Notebook development

Warning

In development. Recommendations may change. If you have comments, please open an issue

Note

This page provides practical instructions for how to work with notebooks, specifically using the VRE, but most of the advice applies anywhere. This guide is a work in progress and any contributions are welcome (contact us).

What are notebooks?

“Jupyter notebooks [..] allow data scientists to include their original code and interactive visuals alongside a detailed research or analysis output. This allows others to not only understand your analysis but also the story of how you got there, allowing the reader to interact directly with the data and insights.” (Justin Boylan-Toomey)

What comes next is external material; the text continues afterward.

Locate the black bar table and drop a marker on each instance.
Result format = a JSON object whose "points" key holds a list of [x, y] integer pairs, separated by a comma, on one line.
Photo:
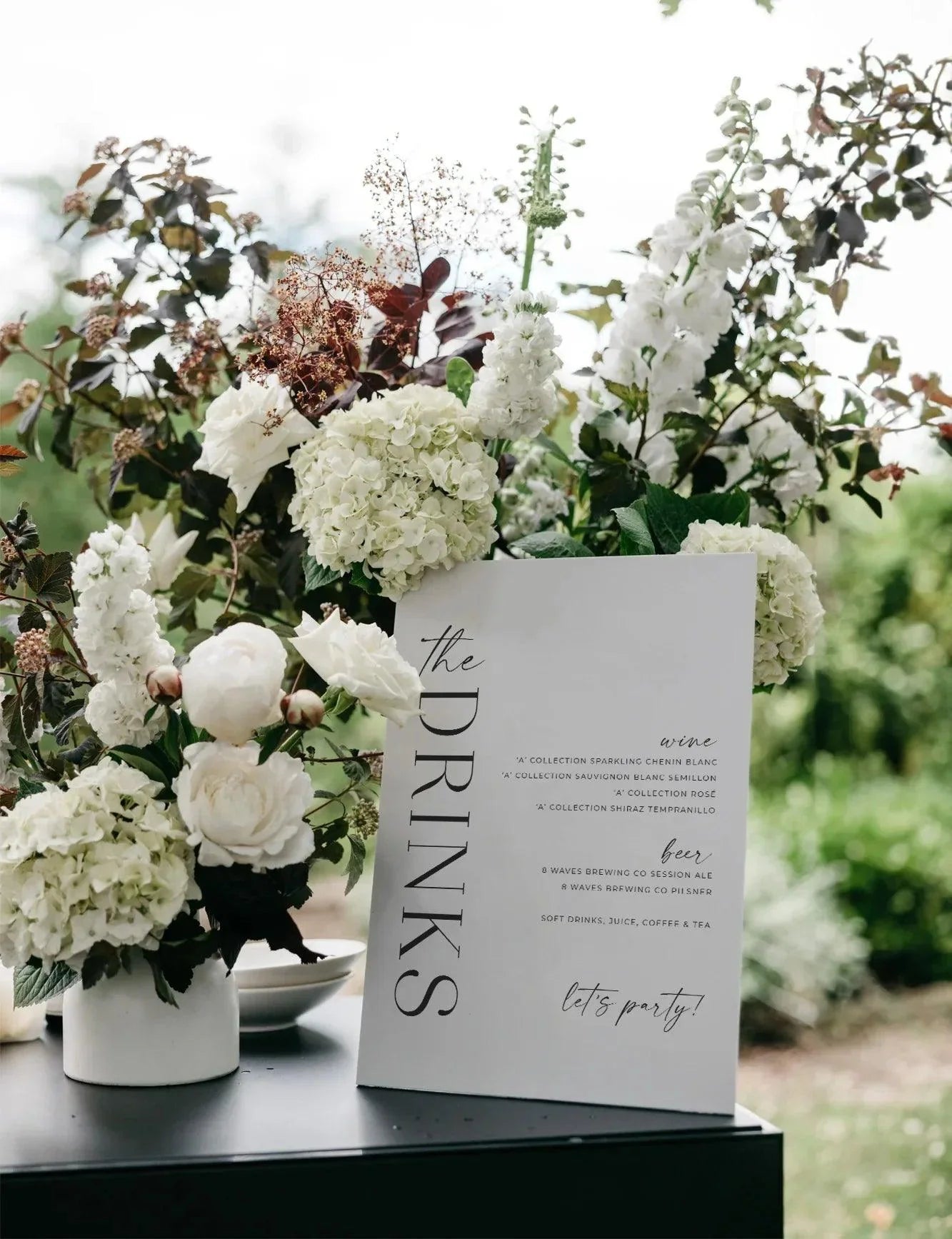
{"points": [[288, 1146]]}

There are several ways notebooks are used:

  • Exploratory messing-around (example)
    • won’t be very tidy and reproducibility is low
    • easy way to quickly store your ideas for later or share with somebody else
  • Demonstrations and documentation (example)
    • used to demonstrate how to use a particular package / system
    • good way to showcase something and can be part of a wider documentation
  • Tutorials (scientific or otherwise) (example)
  • Reproducible scientific analysis (TODO: good example?)
    • high quality scientific content
    • portability and reproducibility is most important
    • can be supplementary material for a publication
  • Basis for interactive dashboards (example)
    • combining powerful libraries to deploy a low-maintenance dashboard backed by code in a notebook

Writing a notebook

Notebook contents

Preamble: The top of the notebook should contain the following things to orientate the user:

  • Short introduction to what the notebook contains, including links to related notebooks & relevant resources.
  • List of non-standard requirements for the notebook: e.g. data accessed by the notebook; additional packages to be installed. In the context of the VRE, non-standard here refers to anything not supported by the VRE currently (we can then investigate supporting these if appropriate). For a more sophisticated setup, consider a requirements.txt and/or environment.yml to specify packages (and versions).
  • Import all modules used in the notebook, and specify data file paths (use pathlib for platform-agnostic paths). This will make it clear what other resources (outside the notebook) are required to run it - if you can run this first code cell, you should be able to run the rest.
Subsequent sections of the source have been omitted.